Furious, Medea gave the Corinthian princess a cursed dress to wear at the wedding. It not only killed her, but also her father who had tried to rescue his daughter from the burning gown.
Rather than have them be enslaved or killed because of her actions, Medea also killed the two sons she had born with Jason. By the time the former hero discovered her crimes, Medea had already fled again.
From Corinth, Medea made her way to Athens and married King Aegeus. When her schemes against his son Theseus were uncovered, she was forced to flee again.
Some accounts claimed that Medea eventually returned to Colchis, where she earned a pardon by restoring her father to power after a coup. Others said that she made her way to the Iranian plateau, where the people were called the Medes after her.
Jason, meanwhile, lost the favor of the gods and the right to return to his homeland. He was impoverished and alone when he was crushed by a rotting beam of the Argo as he slept beneath the ruins of the ship.

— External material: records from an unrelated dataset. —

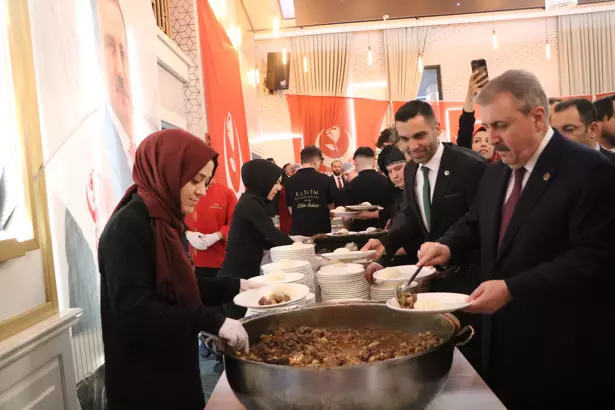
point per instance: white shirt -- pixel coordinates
(434, 165)
(530, 164)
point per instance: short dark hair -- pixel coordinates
(553, 100)
(384, 137)
(310, 153)
(604, 107)
(365, 152)
(586, 109)
(414, 108)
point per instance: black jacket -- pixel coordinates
(369, 186)
(252, 231)
(151, 347)
(546, 348)
(457, 182)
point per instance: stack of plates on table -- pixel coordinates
(343, 281)
(288, 266)
(382, 292)
(310, 299)
(297, 251)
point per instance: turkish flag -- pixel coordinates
(226, 115)
(368, 116)
(324, 122)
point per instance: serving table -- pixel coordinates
(464, 390)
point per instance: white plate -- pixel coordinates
(348, 255)
(405, 272)
(449, 302)
(250, 298)
(268, 279)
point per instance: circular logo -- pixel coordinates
(335, 144)
(233, 157)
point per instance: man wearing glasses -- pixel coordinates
(310, 195)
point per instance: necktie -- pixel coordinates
(511, 203)
(426, 196)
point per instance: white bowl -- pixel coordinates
(250, 298)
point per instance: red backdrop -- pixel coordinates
(226, 115)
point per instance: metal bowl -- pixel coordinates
(404, 383)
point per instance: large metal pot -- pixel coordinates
(405, 383)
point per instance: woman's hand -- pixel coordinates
(248, 284)
(235, 335)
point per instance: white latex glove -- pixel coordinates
(248, 284)
(235, 335)
(211, 239)
(197, 240)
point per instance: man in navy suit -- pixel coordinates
(544, 223)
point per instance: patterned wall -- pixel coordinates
(184, 33)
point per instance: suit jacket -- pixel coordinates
(608, 154)
(544, 349)
(457, 182)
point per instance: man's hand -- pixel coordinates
(374, 245)
(433, 253)
(489, 297)
(370, 270)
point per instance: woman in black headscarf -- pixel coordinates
(252, 231)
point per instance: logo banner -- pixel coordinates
(226, 115)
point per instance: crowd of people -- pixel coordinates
(518, 214)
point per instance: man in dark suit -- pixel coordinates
(441, 183)
(577, 120)
(544, 222)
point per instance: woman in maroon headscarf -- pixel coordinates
(152, 305)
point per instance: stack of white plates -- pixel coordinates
(297, 251)
(293, 266)
(381, 292)
(310, 299)
(343, 281)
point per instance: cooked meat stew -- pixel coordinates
(273, 299)
(316, 348)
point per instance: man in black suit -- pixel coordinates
(441, 183)
(577, 120)
(544, 222)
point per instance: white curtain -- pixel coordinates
(403, 48)
(328, 57)
(587, 53)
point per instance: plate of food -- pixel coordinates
(342, 211)
(398, 273)
(365, 206)
(345, 254)
(435, 302)
(271, 296)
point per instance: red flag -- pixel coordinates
(226, 115)
(368, 116)
(324, 122)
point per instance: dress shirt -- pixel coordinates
(434, 165)
(530, 164)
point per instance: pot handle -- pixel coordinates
(458, 336)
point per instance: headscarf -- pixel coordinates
(259, 176)
(165, 161)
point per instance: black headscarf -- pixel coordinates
(259, 176)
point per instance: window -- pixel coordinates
(431, 84)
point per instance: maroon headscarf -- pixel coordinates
(165, 161)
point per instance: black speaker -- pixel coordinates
(277, 72)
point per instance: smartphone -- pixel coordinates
(478, 65)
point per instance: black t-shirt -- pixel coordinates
(309, 193)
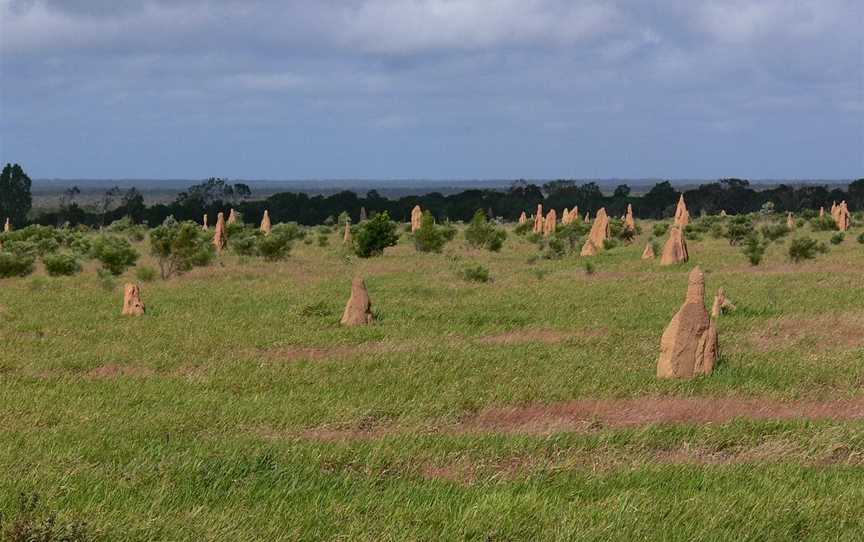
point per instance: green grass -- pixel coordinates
(202, 425)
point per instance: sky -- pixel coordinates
(433, 89)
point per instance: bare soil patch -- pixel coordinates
(317, 353)
(545, 336)
(593, 414)
(827, 331)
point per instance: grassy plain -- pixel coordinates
(521, 409)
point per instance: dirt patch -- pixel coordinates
(827, 331)
(545, 336)
(317, 353)
(594, 414)
(465, 471)
(112, 370)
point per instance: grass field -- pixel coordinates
(526, 408)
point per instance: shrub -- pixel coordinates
(524, 228)
(739, 228)
(145, 274)
(805, 248)
(554, 248)
(277, 246)
(126, 227)
(483, 234)
(825, 223)
(754, 250)
(448, 230)
(33, 240)
(374, 235)
(428, 237)
(244, 242)
(61, 264)
(774, 232)
(660, 229)
(571, 234)
(178, 247)
(15, 265)
(115, 253)
(476, 273)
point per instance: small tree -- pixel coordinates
(374, 235)
(429, 237)
(482, 234)
(805, 248)
(115, 253)
(15, 197)
(740, 228)
(178, 247)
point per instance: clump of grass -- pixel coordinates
(34, 524)
(476, 273)
(754, 249)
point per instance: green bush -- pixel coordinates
(429, 237)
(126, 227)
(476, 273)
(374, 235)
(825, 223)
(754, 249)
(805, 248)
(180, 246)
(483, 234)
(774, 232)
(277, 246)
(115, 253)
(15, 265)
(660, 229)
(145, 274)
(61, 264)
(524, 228)
(245, 242)
(33, 240)
(740, 228)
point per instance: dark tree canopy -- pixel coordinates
(15, 197)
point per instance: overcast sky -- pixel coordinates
(283, 89)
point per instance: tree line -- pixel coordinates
(734, 196)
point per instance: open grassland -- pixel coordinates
(521, 409)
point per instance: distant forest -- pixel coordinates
(735, 196)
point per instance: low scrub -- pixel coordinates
(15, 264)
(61, 264)
(805, 248)
(115, 253)
(481, 233)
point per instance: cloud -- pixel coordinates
(466, 72)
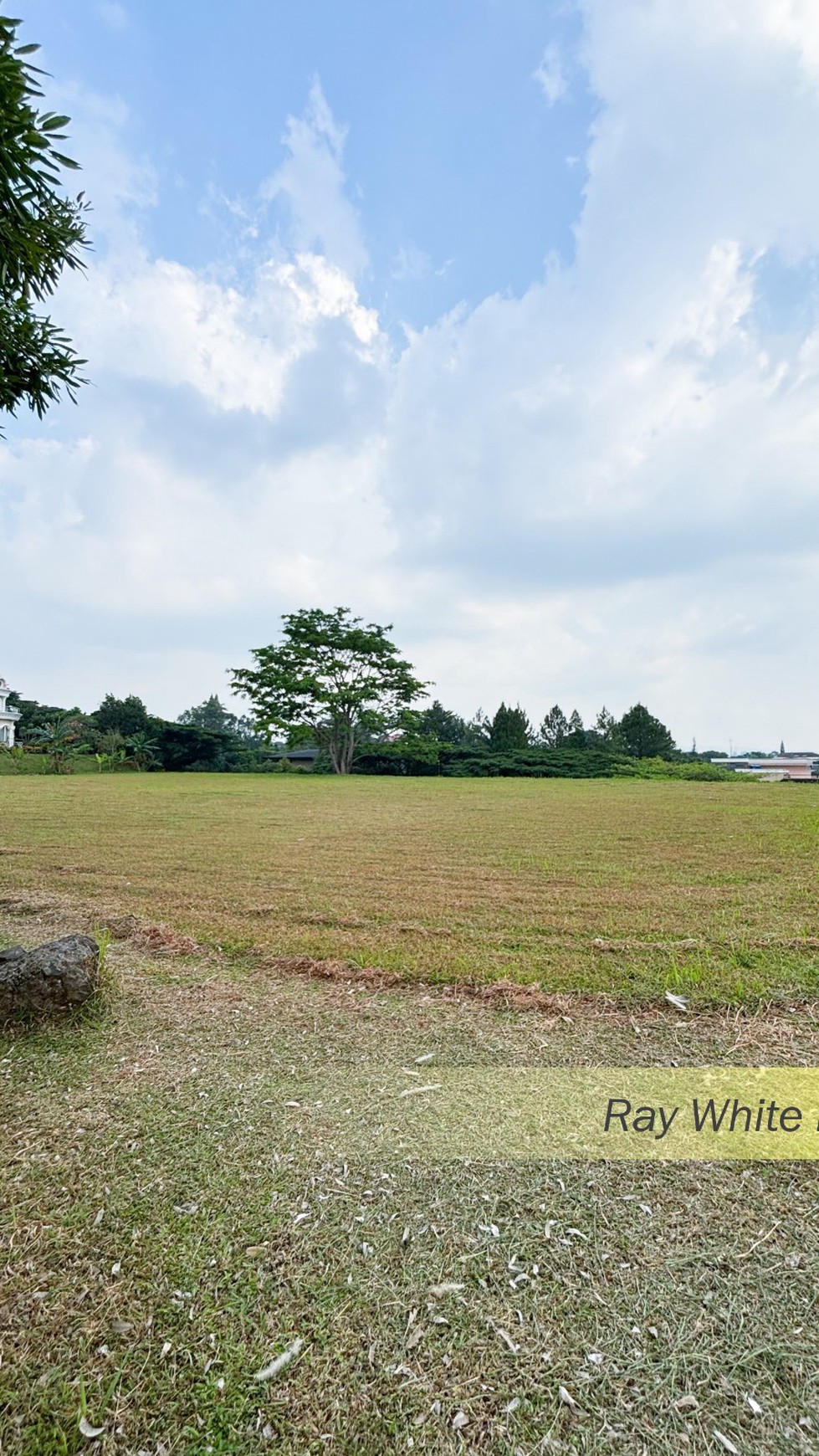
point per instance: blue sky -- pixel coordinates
(451, 153)
(496, 320)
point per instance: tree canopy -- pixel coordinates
(332, 679)
(643, 736)
(125, 715)
(41, 233)
(509, 730)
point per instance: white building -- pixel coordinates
(8, 716)
(802, 766)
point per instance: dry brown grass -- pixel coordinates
(165, 1228)
(623, 887)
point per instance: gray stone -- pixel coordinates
(51, 977)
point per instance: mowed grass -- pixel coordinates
(169, 1225)
(616, 885)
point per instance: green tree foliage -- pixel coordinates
(214, 715)
(511, 730)
(642, 736)
(143, 750)
(606, 727)
(41, 233)
(37, 715)
(555, 728)
(330, 679)
(60, 740)
(124, 715)
(438, 722)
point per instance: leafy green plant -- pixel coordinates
(143, 750)
(41, 233)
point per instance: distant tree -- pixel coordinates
(509, 730)
(555, 728)
(642, 736)
(124, 715)
(214, 715)
(41, 233)
(143, 750)
(438, 722)
(478, 731)
(332, 679)
(59, 740)
(606, 725)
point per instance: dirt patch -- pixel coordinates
(159, 940)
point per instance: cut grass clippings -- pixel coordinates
(630, 889)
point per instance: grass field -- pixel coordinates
(173, 1216)
(626, 887)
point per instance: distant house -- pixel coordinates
(301, 757)
(8, 716)
(799, 766)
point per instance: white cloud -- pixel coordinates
(598, 491)
(311, 181)
(550, 74)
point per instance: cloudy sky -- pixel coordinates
(495, 320)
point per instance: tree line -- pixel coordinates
(340, 688)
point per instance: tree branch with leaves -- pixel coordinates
(41, 233)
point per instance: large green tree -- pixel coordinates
(438, 722)
(334, 679)
(511, 730)
(643, 736)
(555, 728)
(41, 233)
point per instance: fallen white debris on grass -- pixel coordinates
(268, 1371)
(88, 1430)
(677, 1001)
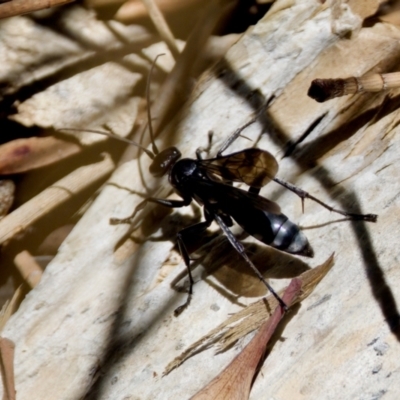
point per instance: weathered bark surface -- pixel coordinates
(100, 305)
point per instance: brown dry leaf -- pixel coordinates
(250, 318)
(23, 155)
(234, 383)
(7, 191)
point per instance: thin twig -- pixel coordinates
(52, 197)
(19, 7)
(325, 89)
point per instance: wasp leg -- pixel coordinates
(240, 249)
(305, 195)
(141, 205)
(235, 135)
(205, 149)
(196, 229)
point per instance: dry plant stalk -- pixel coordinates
(7, 349)
(19, 7)
(235, 381)
(53, 196)
(162, 27)
(28, 267)
(325, 89)
(7, 368)
(169, 94)
(251, 317)
(134, 9)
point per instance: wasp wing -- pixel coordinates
(254, 167)
(230, 199)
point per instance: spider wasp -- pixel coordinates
(209, 183)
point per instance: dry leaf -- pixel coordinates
(23, 155)
(250, 318)
(235, 381)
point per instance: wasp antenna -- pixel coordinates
(155, 149)
(113, 136)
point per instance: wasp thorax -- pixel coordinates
(163, 161)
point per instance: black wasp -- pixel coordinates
(209, 183)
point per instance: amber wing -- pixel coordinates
(254, 167)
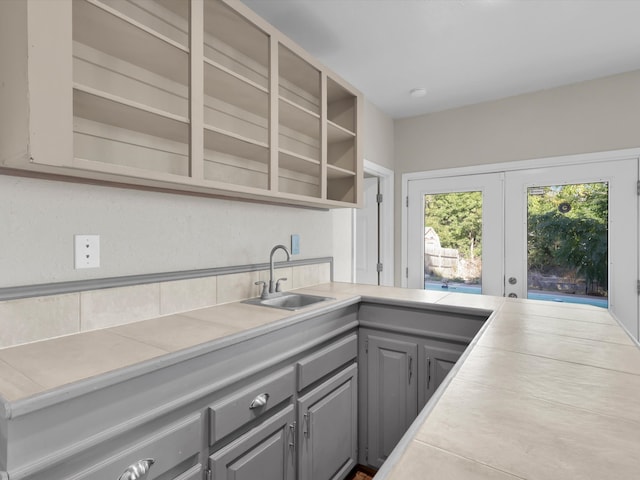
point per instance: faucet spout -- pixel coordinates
(272, 286)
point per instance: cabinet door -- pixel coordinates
(327, 428)
(266, 452)
(392, 394)
(438, 362)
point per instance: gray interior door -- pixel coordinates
(392, 394)
(264, 452)
(327, 418)
(438, 362)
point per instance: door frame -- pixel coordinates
(565, 160)
(386, 219)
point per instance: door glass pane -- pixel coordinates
(567, 243)
(453, 242)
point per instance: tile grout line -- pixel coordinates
(469, 459)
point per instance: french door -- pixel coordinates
(564, 233)
(437, 265)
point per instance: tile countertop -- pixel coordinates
(545, 391)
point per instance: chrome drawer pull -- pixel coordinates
(259, 401)
(137, 471)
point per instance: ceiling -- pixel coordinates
(461, 51)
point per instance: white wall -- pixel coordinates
(147, 232)
(379, 137)
(150, 232)
(592, 116)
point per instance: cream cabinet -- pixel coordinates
(199, 96)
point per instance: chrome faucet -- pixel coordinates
(273, 289)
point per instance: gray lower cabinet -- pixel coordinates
(392, 393)
(405, 354)
(267, 452)
(438, 362)
(327, 428)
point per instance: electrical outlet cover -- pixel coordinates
(295, 244)
(87, 251)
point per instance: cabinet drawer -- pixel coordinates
(326, 360)
(168, 447)
(249, 403)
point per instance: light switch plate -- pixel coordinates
(295, 244)
(87, 251)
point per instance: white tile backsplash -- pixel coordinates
(117, 306)
(39, 318)
(31, 319)
(183, 295)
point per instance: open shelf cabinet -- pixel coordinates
(193, 95)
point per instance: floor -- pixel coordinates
(359, 476)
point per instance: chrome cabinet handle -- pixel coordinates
(259, 401)
(137, 471)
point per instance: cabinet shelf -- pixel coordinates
(111, 110)
(104, 28)
(336, 133)
(334, 172)
(236, 43)
(230, 87)
(298, 163)
(234, 145)
(299, 81)
(189, 95)
(299, 119)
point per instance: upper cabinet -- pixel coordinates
(201, 96)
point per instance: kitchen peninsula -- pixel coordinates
(543, 391)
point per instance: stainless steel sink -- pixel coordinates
(289, 301)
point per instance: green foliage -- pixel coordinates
(573, 243)
(457, 219)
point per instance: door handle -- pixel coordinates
(410, 368)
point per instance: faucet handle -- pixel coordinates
(264, 292)
(278, 288)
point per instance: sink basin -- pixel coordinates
(289, 301)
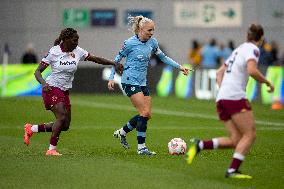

The story of Jason and the Golden Fleece is best known from the Argonautica, written by Apollodorus of Rhodes in the 3rd century BC. While the story was older, many details of the story were likely added by Apollodorus.
Like many famous Greek and Roman epics, the story of the Argonauts takes place mostly at sea. It follows Jason’s quest for the Golden Fleece from his home in Thessaly to the far coast of the Black Sea and back.
Jason’s journey to Colchis followed an established route to the Black Sea. While the crew of the Argo encountered many unique and fantastic places, the route of the Argo can be followed to this day.
On the return voyage, however, the Argo was blown off course to an unbelievable degree. Winding through a mythical system of European rivers, Jason’s ship ended up off the coast of Italy.
Many of the places visited by the Argo mirrored those of the Odyssey. Jason saw both Circe and the Sirens before his meandering journey took him to Libya.
Unlike Odysseus, however, Jason would not be able to enjoy the rewards of his quest for the Golden Fleece. Using murder and magic to achieve their ends, both he and Medea found themselves at odds with both the gods and the people they crossed.
Jason’s quest for the Golden Fleece would end with the exiled hero dying alone beneath the collapsed ruins of his ship. His voyage would be remembered, but Jason would stand as a cautionary tale as much as a heroic figure.